(Courtesy Photo/Twitter@RepKweisiMfume)

By Deborah Bailey
Special to the AFRO

Congress paid homage to a local hero this week with the passage of legislation named for Henrietta Lacks. The House of Representatives passed the “Henrietta Lacks Enhancing Cancer Research Act” in honor of the African-American woman from Turners Station, who died in 1951, at 31 years old from cervical cancer and is popularly referred to world-wide as the “Mother of Modern” medicine. 

“Henrietta Lacks’ DNA has helped spur countless medical breakthroughs for years,” said Rep. Kweisi Mfume (MD-7) in introducing the bill this week. 

“This bill honors her life legacy by working to make sure under represented communities are counted and protected in clinical trials,” Mfume stated.

According to the American Cancer Society, one in five clinical trials fail due to low enrollment of racial minorities. The Henrietta Lacks Enhancing Cancer Research Act directs the US Government Accountability Office (GAO) to investigate actions across federal agencies to address barriers to participation by under-represented populations in federally funded cancer clinical trials. The bill requires GAO to provide policy options to address these disparities and create more racially inclusive and government sponsored/supported trials.  

Mfume underscored “exploitive and deceptive medical practices” resulting in low African-American representation in and distrust of government sponsored/related medical research in America. The legislation was originally introduced in March 2019 by Mfume’s predecessor, the late Rep. Elijah Cummings, who died in October of that same year. 

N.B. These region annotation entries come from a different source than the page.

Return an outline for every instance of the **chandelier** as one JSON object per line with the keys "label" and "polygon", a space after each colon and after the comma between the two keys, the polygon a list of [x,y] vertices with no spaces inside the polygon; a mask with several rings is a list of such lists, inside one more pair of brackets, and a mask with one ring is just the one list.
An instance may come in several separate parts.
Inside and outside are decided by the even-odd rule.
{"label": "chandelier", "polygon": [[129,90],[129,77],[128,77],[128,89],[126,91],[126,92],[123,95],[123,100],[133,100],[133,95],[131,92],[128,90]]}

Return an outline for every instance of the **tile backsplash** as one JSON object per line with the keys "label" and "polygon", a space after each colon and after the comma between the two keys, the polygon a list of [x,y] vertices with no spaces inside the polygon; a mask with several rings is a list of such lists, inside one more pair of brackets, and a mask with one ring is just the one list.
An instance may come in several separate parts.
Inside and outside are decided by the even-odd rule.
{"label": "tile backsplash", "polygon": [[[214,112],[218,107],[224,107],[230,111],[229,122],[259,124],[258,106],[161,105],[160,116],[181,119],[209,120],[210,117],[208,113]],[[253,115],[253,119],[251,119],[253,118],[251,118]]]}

Mfume acknowledged Cummings’ strong belief in the need for legislation to intervene and change the pattern of reluctance, distrust and under-representation in government funded research. The extraction of Henrietta Lacks’ cells without her consent and the inhumane treatment of African-American men during the Tuskegee Syphilis Study motivated Cummings to craft the original legislation.   

Negative consequences of the infamous 40-year Tuskegee Study, conducted by the United States Public Health Service (USPHC) 1932-1972, continue to surface nearly 50 years later in the low enrollment of African Americans and other persons of color in recent Covid-19 vaccine trials, Mfume said.  

“I believe the most profound reason for low enrollment begins and lies with the horrific Tuskegee Study of 1972 in which hundreds of unwitting Black men suffered and died needlessly as part of an unethical and inhumane medical experiment,” he said. 

“We appreciate Congressman Kweisi Mfume, for bringing The Henrietta Lacks Enhancing Cancer Research Act, H.R. 1966 to the floor of the U.S. House of Representatives” said Ron and Hope Lacks, descendants of Henrietta Lacks. 

“Our hope is for a new beginning and a change in the way that black and brown people have been treated by the medical institutions and with this bill, hopefully, more minorities will start to participate in clinical trials,” they added.   

Lacks was being treated, in 1951, at Johns Hopkins Hospital where cell samples were taken from her body without her knowledge or consent.  Lacks’ cells miraculously survived, continued to multiply outside her body and have since contributed to the development of the polio vaccine, cancer and HIV treatments, Parkinson’s disease and countless medical advances. The immortal HeLa cell line is well known in the medical community and is used world-wide in government and private industry research. The Lacks family was not made aware of the existence of the HeLa Cell line for years after Henrietta’s death.  

“Hopefully this legislation can be part of proving to Black people that we are not just an experiment to benefit of others,” Ron Lacks said. “We look forward to seeing a bridge between our community and medical research institutions.”